Have you ever felt an extreme sadness take over a phase in your life? What do you do about it? Do you have some trusted people around you whom you can share your thoughts with? Or do you think you can handle it on your own?

Apparently, I have been feeling extremely discouraged over the previous week. There have been instances when I didn’t even feel like getting out of my bed and just stay in my slumber. But I knew I had to. Well, I am really amazed by this personality. I can have my goals and tasks for the day to fuel me up and get me going hour after hour. Thankfully though, I still have my job. Yes, I am taking it as an advantage rather than a disadvantage. Why?

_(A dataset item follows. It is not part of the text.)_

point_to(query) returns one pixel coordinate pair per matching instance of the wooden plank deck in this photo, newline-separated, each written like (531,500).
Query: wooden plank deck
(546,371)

During the week before the previous one, I have been complaining about being a combination of Patterson (2016) and Anne Frank with her Secret Annex days, which I knew of with the Diary of A Young Girl, Anne Frank’s diary. That is, with Patterson having an exact repetitive routine throughout the week that the movie was filmed and Anne Frank during her days at the Secret Annex where she spent most of her time doing self-study using the references that were available to her.

Apparently, just like Patterson, I have been doing the exact same thing throughout the month already; just like Anne Frank, I have been doing self-study with the references available too.

I have been in this dorm for more than a month already, and up until now, waiting for the schedule of interviews. I have been kind of anxious about it already especially that classes will be starting soon enough. Apparently, I am still not enrolled because the interview is not finished yet. My parents tried to find a way though, offered to pay for the first semester and all. However, the school just wouldn’t allow it.

Instead, they told us to wait for a while longer. With the semester coming in and the week-long holiday just before the start of classes, who wouldn’t be anxious about it, right? Who wouldn’t have an existential crisis? Well, definitely not me. I have been feeling worthless for a while now because of it.

I am so not myself lately. And I don’t have anybody to talk about it especially that most of the neighbours here are barristers and regular employees and regular students. Surely, I wouldn’t bother them with my thoughts. Surely I wouldn’t want them to waste their time on me. I just don’t deserve them. I am not fit for this world.

I just hate how this sounds like a diary already. But there’s nothing wrong about inserting some personal stuff in this blog, right? I know for sure nobody can find this. I know for sure nobody is interested. At least, I can somehow share some of my thoughts here.

I got really discouraged by how things have turned out. In fact, you can check it out on my Twitter account, well, that is if I haven’t deleted such tweets by the time you look for them. Since I do not want people to know how badly damaged I have been, I needed to cover up. I needed to show people that I am still the same old Darr who throws puns at almost anything. Since I know I have a larger audience in my Facebook account, it is where I have poured out a lot of puns to cover up.

What actually happened was that I have uploaded two to three puns a day about fruits. This is to get them updated on my life in order to avoid some grave speculations. Since sharing absurd jokes can somehow signify that one’s life is pretty awesome, I have made it to a point to have the upload of puns at regular times. Apparently, people who reacted are getting smaller in number in each passing day.

But that didn’t stop me. I am Buttercup. I can get aggressive just to achieve the goal that has been set. So without fail, I have completed the whole week of doing so.

While my online social media accounts have been regularly updated, my regular tasks, or what I call the routine tasks, have been quite an idle. I didn’t open my law books which have been provided by my father. I have not opened the tab on my laptop for online references of law subjects that I know I should study. Also, I have not done any review exercises from the civil service reviewer. I have already passed both professional and sub-professional civil service exams but I need the material for review purposes.

But I know, I should get back on track. And, this time, I am going to be stronger and bolder. I will let the Supreme Being with the Divine Intervention to decide my fate. At the same time, I am also going to do things and stuff for my own improvement.